No Republican president has so bull-whipped business since trust-busting Teddy Roosevelt railed against the "malefactors of great wealth" a century ago. And there was more. "Responsible leaders do not collect huge bonus packages when the value of their company dramatically declines. Responsible leaders do not take home tens of millions of dollars as their companies prepare to file for bankruptcy." As Ralph Nader, erstwhile presidential candidate and America's best-known business-basher, put it, the former compassionate conservative was now the chiding conservative.

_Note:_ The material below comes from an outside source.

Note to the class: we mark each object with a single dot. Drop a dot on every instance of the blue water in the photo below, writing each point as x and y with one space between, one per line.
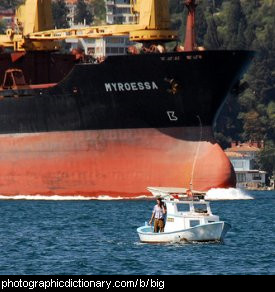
99 237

Only months ago, the idea that Mr Bush would publicly lambast America's corporate bosses was laughable. As a candidate, borne on the wave of a decade-long economic boom and an unprecedented 18-year bull market, he cashed in on Americans' love affair with corporate success. But things are different now. The stockmarket bubble has burst and, despite signs of economic recovery, Wall Street seems to be sunk in gloom. A string of scandals at some of America's most high-flying firms -- including Enron, Xerox, Tyco, Global Crossing and, most recently, WorldCom -- has radically changed the public mood. As investors see their portfolios shrink, venerated corporate bosses have been exposed as fraudulent hucksters. Worse, many of the bedrock institutions of American capitalism -- accounting rules, oversight bodies, boards of public companies -- have been found wanting. Time and again, it appears, auditors and outside directors failed to detect or disclose corporate malfeasance.
As political pressure for reform increases, so too does the heat on Mr Bush. With control of both houses of Congress at stake in November's mid-term elections, Democrats have been quick to pounce. In the past week, Mr Bush's own business background has come under fire (he was investigated by the Securities and Exchange Commission on suspicion of insider trading in 1990, but the case was dropped). So too has Harvey Pitt, Mr Bush's chairman of the SEC. Both Tom Daschle, the top Democrat in the Senate, and John McCain, Mr Bush's Republican challenger, called on Mr Pitt to resign this week, claiming that he has been too slow to react to the scandals.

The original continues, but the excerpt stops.